Dominion stresses that the project would have a huge economic impact close to home as well.

"The local area of Calvert County gets a huge benefit: $40 million dollars in additional taxes, property taxes, and the whole area of Maryland gets a benefit as well ... not to mention the U.S., from an export perspective," Mike Frederick, Dominion's VP of liquefied natural gas operations, told Fox News in an interview.

The Department of Energy has given Dominion conditional permission to export gas. The company is awaiting an environmental assessment from the Federal Energy Regulatory Commission (FERC), due May 15.

As with the proposed Canada-to-Texas Keystone oil pipeline, organized labor is on board with the LNG project, wanting the roughly 3,000 jobs it is projected to create during construction.

But some environmental groups are fighting it, complaining it's being oversold.

"Everybody in the U.S. economy will suffer from gas exports according to the U.S. Department of Energy, except for one industry -- and that's the gas industry, which will make lots and lots of money," Chesapeake Climate Action Network's Mike Tidwell told Fox News in an interview.

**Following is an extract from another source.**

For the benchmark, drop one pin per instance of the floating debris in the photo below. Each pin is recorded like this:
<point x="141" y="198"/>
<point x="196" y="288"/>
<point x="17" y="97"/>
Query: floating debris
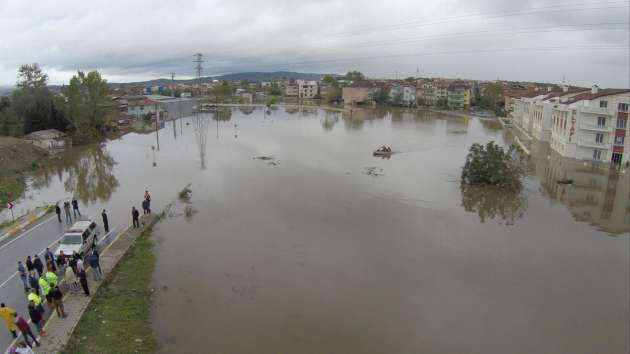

He was referring to concerns that, if the U.S. starts exporting natural gas, prices could increase domestically. Right now, while the U.S. is one of the world's largest natural gas producers, the country does not yet have the infrastructure in place to export it.

Further, environmentalists raise concerns that Cove Point would be used to ship out gas extracted through a controversial process known as fracking. The Chesapeake group and others recently wrote to President Obama blasting the Cove Point project.

Some local residents also say they are not yet sold on this project.

"The thing that's unique about Cove Point, is that we will be the first LNG export facility in the history of the industry ever to be built in such a populated residential area," resident Sue Lusby said.

But Maryland Democratic Rep. Steny Hoyer, whose district includes Cove Point, is a supporter, noting the project would bring new, well-paying jobs to the community.

Democratic Gov. Martin O'Malley, who would likely want environmentalist support if he chooses to run for the White House in 2016, hasn't taken a position on the project.

Some experts say that with Maryland being a true blue state, the criticism may be louder than elsewhere.

"I can understand why in a place like Maryland, this is a much more contentious issue, where Cheniere, the facility in Louisiana ... [is]scheduled to come online and start exporting natural gas in 2015, which is good news," said Nick Loris, from the Heritage Foundation. "Any opposition to LNG facilities or coal export facilities, for instance, might be more of a localized, state issue."

The opposition to Cove Point is not yet at the level of Keystone's, which has become a nationalized debate. A decision on Keystone once again was delayed last week.

Some experts predict the projected economic and job benefits from Cove Point will dwarf the environmental concerns, and ultimately the project is likely to go forward.